Many of us know the most famous UNESCO sites, such as Machu Picchu, the Taj Mahal, and Prague Castle, and other must-see icons. The beauty of the list is that it identifies virtually unknown locales and ephemeral cultural touchstones, many of which might be lost to humanity forever were it not for the UNESCO designation. That’s true of the new additions to the list, which you can check out by going to the UNESCO news site and checking out press releases issued from July 15th to 17th of this year.
Vantage Adventures and Vantage Deluxe World Travel make a point of identifying UNESCO sites that you’ll visit on our journeys. And while many of the new sites are in rather out-of-the way places that few of us can easily get to, we often visit other UNESCO sites in the same countries.
One of the newly designated sites is the Persian Qanat water system. You may not see the water tunnels themselves, but on our new Splendors Of Persia: Art & Culture In Iran adventure you will see four of the nine Persian Gardens, themselves designated World Heritage Sites, and some of which are doubtless irrigated by these ancient systems. The windswept sands of the Iran’s Lut Desert have also been added to the list. This dramatically beautiful but daunting landscape occupies a vast basin in southeastern Iran, far from the populated regions of Iran, including the cities and historical sites we visit.

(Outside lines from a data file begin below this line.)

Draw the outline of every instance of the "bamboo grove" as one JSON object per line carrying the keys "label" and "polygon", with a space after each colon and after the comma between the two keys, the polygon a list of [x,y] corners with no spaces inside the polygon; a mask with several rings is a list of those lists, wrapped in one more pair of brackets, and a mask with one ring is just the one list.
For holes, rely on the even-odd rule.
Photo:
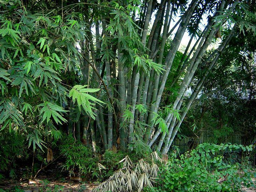
{"label": "bamboo grove", "polygon": [[[34,149],[66,133],[95,151],[166,154],[232,38],[256,34],[255,3],[1,1],[0,130],[23,133]],[[186,31],[190,39],[177,63]],[[168,89],[178,89],[166,105],[170,78]]]}

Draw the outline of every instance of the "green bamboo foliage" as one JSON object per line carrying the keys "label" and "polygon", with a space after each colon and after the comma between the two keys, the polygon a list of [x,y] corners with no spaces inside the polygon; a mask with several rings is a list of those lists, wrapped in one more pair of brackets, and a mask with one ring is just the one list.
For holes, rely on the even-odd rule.
{"label": "green bamboo foliage", "polygon": [[[156,147],[166,153],[188,110],[200,100],[209,72],[228,45],[233,35],[228,29],[233,26],[237,36],[255,28],[247,21],[254,19],[244,1],[71,0],[55,2],[54,7],[49,4],[51,10],[39,2],[43,12],[38,5],[36,11],[33,7],[26,11],[28,1],[11,1],[16,5],[13,15],[10,6],[0,5],[8,10],[0,13],[0,129],[25,130],[36,124],[40,130],[47,126],[58,131],[63,127],[63,132],[92,146],[95,153],[98,147],[115,146],[123,151],[128,146]],[[205,15],[209,21],[201,30]],[[176,63],[187,30],[191,38]],[[222,30],[228,35],[202,61]],[[208,71],[194,79],[202,63]],[[187,90],[196,81],[187,100]],[[74,91],[79,87],[84,89]],[[169,92],[176,87],[172,103],[166,103],[165,88]],[[28,126],[29,109],[36,118]]]}
{"label": "green bamboo foliage", "polygon": [[[170,50],[168,53],[168,54],[166,58],[166,62],[167,67],[166,71],[163,77],[161,85],[158,91],[157,95],[156,100],[156,107],[155,108],[157,110],[158,108],[158,106],[160,102],[161,98],[162,97],[163,89],[165,85],[165,83],[167,79],[168,74],[170,72],[170,70],[171,67],[172,62],[174,58],[175,53],[178,49],[178,48],[180,45],[181,40],[183,36],[185,30],[186,28],[186,26],[187,25],[189,21],[190,17],[192,16],[195,8],[196,4],[196,1],[193,1],[191,3],[190,6],[189,8],[186,13],[185,14],[186,15],[183,18],[181,23],[180,25],[177,32],[175,34],[175,36],[173,39],[173,45],[170,49]],[[152,124],[152,121],[153,117],[154,116],[154,114],[156,112],[156,110],[154,110],[152,107],[153,110],[151,110],[150,115],[148,118],[148,124],[150,124],[150,126],[147,127],[146,133],[144,136],[143,140],[144,142],[147,143],[147,141],[149,138],[151,134],[153,125]]]}

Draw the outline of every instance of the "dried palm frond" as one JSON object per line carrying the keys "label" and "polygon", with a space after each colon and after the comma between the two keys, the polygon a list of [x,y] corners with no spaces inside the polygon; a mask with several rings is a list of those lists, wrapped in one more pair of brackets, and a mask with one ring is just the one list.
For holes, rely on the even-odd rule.
{"label": "dried palm frond", "polygon": [[[155,180],[159,171],[154,160],[158,162],[162,161],[156,152],[151,155],[151,165],[142,159],[135,167],[130,158],[126,156],[120,161],[123,162],[123,167],[115,172],[109,179],[100,184],[93,191],[140,192],[146,186],[152,187],[152,184],[156,183]],[[98,165],[99,168],[105,167],[100,163]]]}
{"label": "dried palm frond", "polygon": [[139,192],[141,191],[143,187],[145,186],[150,187],[152,187],[151,182],[148,179],[147,175],[145,173],[140,174],[139,175],[139,180],[137,185],[138,191]]}
{"label": "dried palm frond", "polygon": [[156,177],[157,173],[159,171],[159,168],[157,165],[154,162],[152,163],[151,165],[151,171],[150,172],[151,177]]}
{"label": "dried palm frond", "polygon": [[128,156],[126,156],[125,158],[120,161],[119,163],[122,163],[123,162],[124,162],[124,165],[123,166],[123,168],[130,168],[133,166],[131,161],[131,159]]}

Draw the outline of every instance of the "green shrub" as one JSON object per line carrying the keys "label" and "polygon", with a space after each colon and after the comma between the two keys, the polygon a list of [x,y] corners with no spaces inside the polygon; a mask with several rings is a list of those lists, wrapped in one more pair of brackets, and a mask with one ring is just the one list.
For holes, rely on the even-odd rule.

You have a good chance of seeing stecci, the medieval limestone grave markers just added to the list, that are found in overgrown cemeteries throughout the former Yugoslavian countries that we visit on Croatia & Pearls of the Adriatic Coast and Greece & the Southern Adriatic Cruise. Ask your Cruise Director about them — you may very well encounter them on your route.
A far different type of listing designates 17 buildings in seven countries by French architect Le Corbusier, citing them as examples of “the invention of a new architectural language that made a break with the past.” The named buildings range widely and include a legislative assembly complex in India, churches in France, an art museum in Tokyo, private residences in several countries, and the architect’s own rustic vacation cabin on France’s Cote d’Azur. In all, specific works by Le Corbusier in Argentina, Belgium, France, Germany, India, Japan, and Switzerland are noted. (The Carpenter Center for the Visual Arts at Harvard University is his only building in the U.S., by the way, and it doesn’t get a mention.)
We can’t promise you’ll see Le Corbusier’s work when you visit Argentina on South America Adventure: Chile, Argentina, Uruguay & Brazil, Germany on Grand European Tour, or India on Explore India: Ganges River Cruise, but you will see UNESCO sites on most of our journeys.
How many UNESCO sites have you visited? And what’s next on your list?